Being out is both a personal and a political act for me. It costs me something. I don't expect everyone else to make the same choices I make, but dammit, I made the choice, and if you want to, you can, too.

Okay, rant over for now. Moving on.

Date: 2006-12-05 07:01 pm (UTC)
From: [identity profile] thekumquat.livejournal.com
Thank you for writing this; it's very useful for me as I'm trying to reconcile a bunch of my male college friends, all of whom it transpires are bi/gay, but none of whom are out to more than one of the others apart from me...

I'm so tempted to just send a mass email that says "We're all queer, get over it", but instead I'm just getting them together and trying not to let them off the subject.
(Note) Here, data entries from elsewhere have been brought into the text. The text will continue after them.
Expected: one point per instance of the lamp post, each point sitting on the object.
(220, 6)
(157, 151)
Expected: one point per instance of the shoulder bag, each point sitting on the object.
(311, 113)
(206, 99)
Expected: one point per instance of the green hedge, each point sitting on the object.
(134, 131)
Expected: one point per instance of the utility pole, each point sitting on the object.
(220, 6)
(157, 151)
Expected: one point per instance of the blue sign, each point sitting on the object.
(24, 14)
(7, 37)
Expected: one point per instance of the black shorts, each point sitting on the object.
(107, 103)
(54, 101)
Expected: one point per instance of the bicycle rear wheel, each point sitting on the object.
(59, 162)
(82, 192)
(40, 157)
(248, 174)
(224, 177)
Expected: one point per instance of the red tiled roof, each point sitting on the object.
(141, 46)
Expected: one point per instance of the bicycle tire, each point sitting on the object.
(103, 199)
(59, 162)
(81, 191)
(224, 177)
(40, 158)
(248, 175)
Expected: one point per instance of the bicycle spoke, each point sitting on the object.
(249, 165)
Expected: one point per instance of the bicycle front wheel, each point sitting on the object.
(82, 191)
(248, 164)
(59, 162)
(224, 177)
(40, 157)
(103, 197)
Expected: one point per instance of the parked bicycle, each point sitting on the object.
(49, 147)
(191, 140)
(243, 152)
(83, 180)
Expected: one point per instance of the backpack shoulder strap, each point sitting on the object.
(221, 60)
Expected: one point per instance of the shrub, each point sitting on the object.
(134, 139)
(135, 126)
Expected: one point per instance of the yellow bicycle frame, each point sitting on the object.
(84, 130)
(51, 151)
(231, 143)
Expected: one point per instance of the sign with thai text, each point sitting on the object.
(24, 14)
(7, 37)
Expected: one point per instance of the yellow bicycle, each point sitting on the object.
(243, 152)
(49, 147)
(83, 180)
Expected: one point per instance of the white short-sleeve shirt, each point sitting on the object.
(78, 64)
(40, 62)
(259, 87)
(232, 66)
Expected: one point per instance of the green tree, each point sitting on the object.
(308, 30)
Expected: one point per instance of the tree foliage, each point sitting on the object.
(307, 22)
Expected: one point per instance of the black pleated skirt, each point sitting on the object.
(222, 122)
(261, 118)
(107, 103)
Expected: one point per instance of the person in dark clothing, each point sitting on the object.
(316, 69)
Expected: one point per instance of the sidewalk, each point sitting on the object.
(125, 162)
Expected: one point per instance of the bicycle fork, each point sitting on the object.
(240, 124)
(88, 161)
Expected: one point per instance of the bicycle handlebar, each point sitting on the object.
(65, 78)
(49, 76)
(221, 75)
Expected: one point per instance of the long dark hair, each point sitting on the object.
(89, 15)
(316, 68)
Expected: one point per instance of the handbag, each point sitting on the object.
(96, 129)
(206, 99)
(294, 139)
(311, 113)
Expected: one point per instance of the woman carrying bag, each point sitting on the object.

We shall see.

I'd only disagree with you on the reliability of closets - my experience is that they can be more reliable than I might want, in that coming out to someone in a new job more likely than not doesn't mean I don't have to repeat myself a dozen times to the rest of my colleagues. Similar situations with new friends. Although the one of the lads referred to above who managed to attend my commitment ceremony, watch me snogging the best man, drink for 8 hours with 80 bisexuals, and knew I was the webmaster for a bi newspaper, but still didn't realise I was bi or poly, is just beyond help...

Date: 2006-12-05 07:28 pm (UTC)
From: [identity profile] serenejournal.livejournal.com
"Not everyone automatically knows I'm queer" has nothing to do with a closet. If you're telling people, even wishing they would know, you're not in the closet. Not everyone in the whole world knows I'm queer/poly/atheist, but I'm not closeted in any way. The closet is about keeping secrets.